This is a qualifying problem. I cannot understand how the inclusion exclusion principle work here in detail.
However, I have an argument which leads to a different answer. I am not sure my answer is correct. Perhaps, I made some stupid mistake. My answer is as follows:
*Statement:*It is known that for $p$ prime the polunomial $x^{p^n}-x$ is precisely the product of all the distinct irreducible polynomial in $\mathbb F_p[x]$ of degree $d$ where $d$ runs through all divisors of $n$. I am not sure whether this statement is also true for $q=p^n$.
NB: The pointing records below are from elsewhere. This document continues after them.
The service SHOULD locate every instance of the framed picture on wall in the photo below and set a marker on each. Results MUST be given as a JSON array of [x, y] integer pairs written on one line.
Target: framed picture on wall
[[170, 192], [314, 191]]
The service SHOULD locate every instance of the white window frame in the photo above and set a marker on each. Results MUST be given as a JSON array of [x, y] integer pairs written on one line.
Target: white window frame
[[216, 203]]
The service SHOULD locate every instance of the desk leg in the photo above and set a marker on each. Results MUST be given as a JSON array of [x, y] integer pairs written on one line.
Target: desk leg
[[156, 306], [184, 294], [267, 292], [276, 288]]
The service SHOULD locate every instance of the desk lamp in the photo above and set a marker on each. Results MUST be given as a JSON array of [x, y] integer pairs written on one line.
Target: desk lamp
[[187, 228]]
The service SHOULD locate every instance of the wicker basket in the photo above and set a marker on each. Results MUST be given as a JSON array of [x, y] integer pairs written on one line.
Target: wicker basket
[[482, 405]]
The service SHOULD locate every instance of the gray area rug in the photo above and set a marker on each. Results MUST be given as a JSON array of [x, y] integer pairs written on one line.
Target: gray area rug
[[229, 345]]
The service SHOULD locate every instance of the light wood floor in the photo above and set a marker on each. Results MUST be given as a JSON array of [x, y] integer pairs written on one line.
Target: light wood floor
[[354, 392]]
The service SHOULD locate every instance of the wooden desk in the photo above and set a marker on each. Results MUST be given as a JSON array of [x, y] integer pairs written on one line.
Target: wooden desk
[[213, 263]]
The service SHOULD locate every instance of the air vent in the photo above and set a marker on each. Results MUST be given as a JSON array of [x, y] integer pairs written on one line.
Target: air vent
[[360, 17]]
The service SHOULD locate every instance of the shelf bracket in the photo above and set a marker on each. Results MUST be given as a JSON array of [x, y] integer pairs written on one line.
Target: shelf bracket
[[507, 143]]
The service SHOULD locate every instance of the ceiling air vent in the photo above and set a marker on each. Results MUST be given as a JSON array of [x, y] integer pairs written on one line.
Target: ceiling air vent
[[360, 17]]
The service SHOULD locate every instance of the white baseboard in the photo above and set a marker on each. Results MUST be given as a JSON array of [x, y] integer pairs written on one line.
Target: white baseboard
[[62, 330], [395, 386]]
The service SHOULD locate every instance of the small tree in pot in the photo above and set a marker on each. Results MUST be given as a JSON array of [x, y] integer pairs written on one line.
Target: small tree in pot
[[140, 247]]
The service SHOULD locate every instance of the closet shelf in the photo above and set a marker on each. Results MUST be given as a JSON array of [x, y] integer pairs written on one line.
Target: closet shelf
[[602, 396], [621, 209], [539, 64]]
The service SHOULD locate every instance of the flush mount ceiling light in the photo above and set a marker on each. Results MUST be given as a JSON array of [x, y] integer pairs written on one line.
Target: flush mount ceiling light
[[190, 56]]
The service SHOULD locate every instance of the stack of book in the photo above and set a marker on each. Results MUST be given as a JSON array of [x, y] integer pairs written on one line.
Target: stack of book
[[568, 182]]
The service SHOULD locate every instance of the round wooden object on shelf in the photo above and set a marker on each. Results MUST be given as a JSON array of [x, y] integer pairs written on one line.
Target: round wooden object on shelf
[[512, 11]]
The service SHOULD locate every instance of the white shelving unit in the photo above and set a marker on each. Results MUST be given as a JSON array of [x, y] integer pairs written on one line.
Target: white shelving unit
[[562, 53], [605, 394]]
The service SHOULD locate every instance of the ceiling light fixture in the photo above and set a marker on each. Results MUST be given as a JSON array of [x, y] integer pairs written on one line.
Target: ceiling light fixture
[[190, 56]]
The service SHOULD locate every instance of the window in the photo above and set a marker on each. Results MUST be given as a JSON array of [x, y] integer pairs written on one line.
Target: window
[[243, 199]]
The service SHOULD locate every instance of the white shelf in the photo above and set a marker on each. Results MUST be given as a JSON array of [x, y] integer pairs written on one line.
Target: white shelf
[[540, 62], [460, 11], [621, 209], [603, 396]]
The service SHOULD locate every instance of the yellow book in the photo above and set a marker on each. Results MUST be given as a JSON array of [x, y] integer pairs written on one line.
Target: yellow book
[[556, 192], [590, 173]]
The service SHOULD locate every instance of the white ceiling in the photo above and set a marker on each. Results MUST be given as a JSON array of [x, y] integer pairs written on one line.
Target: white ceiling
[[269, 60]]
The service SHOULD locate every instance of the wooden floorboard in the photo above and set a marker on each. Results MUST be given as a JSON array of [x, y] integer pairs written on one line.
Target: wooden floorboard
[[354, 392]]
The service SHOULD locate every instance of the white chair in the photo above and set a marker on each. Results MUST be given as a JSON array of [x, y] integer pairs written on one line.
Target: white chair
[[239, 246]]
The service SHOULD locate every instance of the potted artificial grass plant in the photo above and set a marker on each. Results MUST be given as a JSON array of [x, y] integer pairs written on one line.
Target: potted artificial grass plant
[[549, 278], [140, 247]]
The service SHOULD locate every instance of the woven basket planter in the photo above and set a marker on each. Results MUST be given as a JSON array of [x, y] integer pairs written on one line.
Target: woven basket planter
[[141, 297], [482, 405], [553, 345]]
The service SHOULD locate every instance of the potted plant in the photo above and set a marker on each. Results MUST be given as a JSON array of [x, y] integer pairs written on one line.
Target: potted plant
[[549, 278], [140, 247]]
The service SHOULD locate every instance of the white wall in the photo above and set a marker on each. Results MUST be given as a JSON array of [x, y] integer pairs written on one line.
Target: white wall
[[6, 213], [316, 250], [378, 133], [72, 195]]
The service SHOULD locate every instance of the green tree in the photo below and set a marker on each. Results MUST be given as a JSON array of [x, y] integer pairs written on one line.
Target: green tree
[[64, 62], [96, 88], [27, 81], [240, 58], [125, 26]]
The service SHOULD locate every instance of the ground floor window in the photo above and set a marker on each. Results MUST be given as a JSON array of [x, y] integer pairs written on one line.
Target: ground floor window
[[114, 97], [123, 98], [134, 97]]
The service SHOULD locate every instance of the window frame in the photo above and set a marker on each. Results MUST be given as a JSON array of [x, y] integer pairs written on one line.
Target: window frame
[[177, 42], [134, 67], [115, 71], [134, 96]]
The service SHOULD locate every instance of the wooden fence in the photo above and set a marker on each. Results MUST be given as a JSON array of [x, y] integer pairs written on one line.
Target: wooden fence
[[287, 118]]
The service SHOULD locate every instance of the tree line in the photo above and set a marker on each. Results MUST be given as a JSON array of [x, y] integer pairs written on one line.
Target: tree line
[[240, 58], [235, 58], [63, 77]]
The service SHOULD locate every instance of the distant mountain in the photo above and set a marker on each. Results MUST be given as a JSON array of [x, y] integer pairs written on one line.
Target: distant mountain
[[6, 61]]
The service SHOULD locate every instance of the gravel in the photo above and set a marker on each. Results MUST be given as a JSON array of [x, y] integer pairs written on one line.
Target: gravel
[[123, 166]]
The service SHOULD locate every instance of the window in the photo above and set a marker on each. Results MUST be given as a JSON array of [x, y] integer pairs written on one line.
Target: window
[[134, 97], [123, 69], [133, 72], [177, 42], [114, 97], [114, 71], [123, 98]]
Now, suppose it's indeed true, we would have:
$$x^{q^{12}}-x=\prod_{\deg f=d|12,f \ \text{irreducible}} f$$ $$x^{q^6}-x=\prod_{\deg f=d|6,f \ \text{irreducible}} f$$ So, we would have $$\prod_{\deg f=12,f \ \text{irreducible}}f=\frac{x^{q^{12}}-x}{x^{q^6}-x}$$ where the right side is a polynomial with degree $q^{12}-q^{6}$. So, my answer would be $\frac{q^{12}-q^{6}}{12}$.
Please help me to check both answer to the problem, and tell me whether the statement I used here is also true for $q=p^n$. Thank you very much!
You need to also divide out the irreducibles of degree dividing $4$. Since we divided out twice by the irreducibles of degree dividing $2$, we need to multiply by them once.
So the product of all degree $12$ irreducibles should be: $$\frac{(x^{q^{12}}-x)(x^{q^2} - x)}{(x^{q^{4}}-x)(x^{q^{6}}-x)}$$
The degree is $q^{12} - q^6 - q^4 + q^2$, as desired.